In 2021 Stamen had the pleasure of working on Mapping Historical New York with Columbia University’s Center for Spatial Research. The Center came to the table with a large and unique dataset of historical census data for the areas that are now Manhattan and Brooklyn dating back to 1850. Part of what is special about this data is that in addition to being aggregated at various geographical units (such as city blocks and wards), the data is also available at the building and individual levels.
We ended up visualizing the data with a variation on a dot density map (seen above) that has some unique effects when you zoom into the street level, as we’ll show below. In this post we’ll talk about other methods we attempted along the way and share some of the technical details about how we created this map. You can also hear us talk to Dan Miller from the Center for Spatial Research on our podcast episode about the project.
Many of us who make maps in the US have dealt with census data that is aggregated to the census block or tract, and it’s a rare treat to be able to include data that is more granular than that. This data is available historically because the US Census Bureau releases data at the individual level after 72 years, but that data isn’t necessarily available digitally or associated with building points. Indeed, the Center for Spatial Research spent a few years laboriously cleaning this data (for the 1850, 1880, and 1910 censuses) and associating each individual in the data with a dwelling and associating that dwelling with a geographic point.

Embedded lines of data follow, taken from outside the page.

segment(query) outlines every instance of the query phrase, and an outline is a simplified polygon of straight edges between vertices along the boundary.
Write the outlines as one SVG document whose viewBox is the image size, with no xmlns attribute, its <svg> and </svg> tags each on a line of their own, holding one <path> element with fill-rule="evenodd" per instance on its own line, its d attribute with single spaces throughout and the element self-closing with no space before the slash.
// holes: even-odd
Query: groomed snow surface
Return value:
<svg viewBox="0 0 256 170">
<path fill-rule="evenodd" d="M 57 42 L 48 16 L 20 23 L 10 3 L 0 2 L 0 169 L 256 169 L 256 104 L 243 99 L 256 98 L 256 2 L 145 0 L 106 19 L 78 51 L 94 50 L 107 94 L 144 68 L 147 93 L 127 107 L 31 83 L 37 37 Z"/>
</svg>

We at Stamen were among the lucky first to visualize this rich data. The scale and specificity of the data introduced a number of interesting challenges, and we found that many of the more obvious ways of mapping the data were unsatisfying considering how detailed the data was.
Attempt #1: Choropleths
Sure, we could (and did!) make choropleths of the data at various geographic levels, but a choropleth at the block level ignores the fact that we know the specific dwellings in which individuals lived.
And choropleths are effective when looking at one value within a dataset (such as the percentage of people born abroad), but once you try to look at more than two values in the dataset at once (say, the percentage of Irish-born people AND the percentage of Russian-born people AND the percentage of Caribbean-born people) choropleths quickly become difficult to read and unfit for the task.

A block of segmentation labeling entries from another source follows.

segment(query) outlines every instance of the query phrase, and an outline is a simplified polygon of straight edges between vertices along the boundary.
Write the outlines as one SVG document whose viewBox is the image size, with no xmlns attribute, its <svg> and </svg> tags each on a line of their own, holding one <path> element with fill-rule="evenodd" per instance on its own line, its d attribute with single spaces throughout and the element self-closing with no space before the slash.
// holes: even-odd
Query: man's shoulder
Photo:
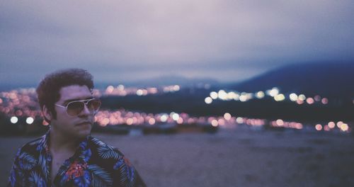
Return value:
<svg viewBox="0 0 354 187">
<path fill-rule="evenodd" d="M 117 160 L 124 157 L 124 154 L 117 147 L 108 144 L 96 137 L 88 138 L 88 146 L 91 151 L 103 159 Z"/>
</svg>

Choropleths made sense for data aggregated up to the block level, but we knew we wanted to get more granular where the data made this possible.
Attempt #2: Dot density
A common alternative to choropleths when working with census data is a dot density map. When making a dot density map, you place a dot randomly within a geography (such as a census tract) for each person (or sometimes some number of people, say ten), and style each dot based on the category that person falls into. A well-known example of this is the Racial Dot Map of the US created by the Weldon Cooper Center at the University of Virginia, below.
Done right, a dot density map can be beautiful and intuitive. Patterns can be discerned at a high level, and as you zoom in you should be able to see specific details that you might not have noticed when zoomed out. Once you realize that each dot represents one person you can focus on these patterns and worry less about interpreting various shades of color as you might need to with a multivariate choropleth.
Dot density maps do have some well-known downsides. Map readers tend to assume that points on a map are precise and draw incorrect conclusions, for example, one might expect that a point representing a person will be placed exactly where that person lived. As a result, once you zoom in to a scale where the boundaries of the geographic units become noticeable it seems as though people are perfectly evenly distributed throughout census areas (including places where people likely do not live such as industrial and water-covered areas) and it becomes more clear that the map doesn’t precisely mirror reality the way it seemed to imply.
We tried making maps of this style by block, and while they generally worked they were disappointing for some of the reasons outlined above.
But the bigger reason that they were underwhelming was that we knew we had more detail about where these people actually lived. While dot density maps by block do give a sense of population density and the mix of people who lived in each block, the people are evenly distributed throughout the block.
As a concrete example, let’s focus on area near the center of the image above:
Here we see there are a few blocks with green dots (representing Black residents) spread throughout, but it is likely that building-by-building there is segregation happening on a small scale that is lost because we are looking at the data at the block level.
One way cartographers try to solve the above problems is by making a dasymetric dot map, where dots are only placed in areas that are likely to have residential buildings. For example, one might remove road beds, industrial areas, and parks from the blocks above before drawing dots within the areas. This can be an effective way to give a better sense of an area’s actual population density since dots will be more concentrated in residential areas.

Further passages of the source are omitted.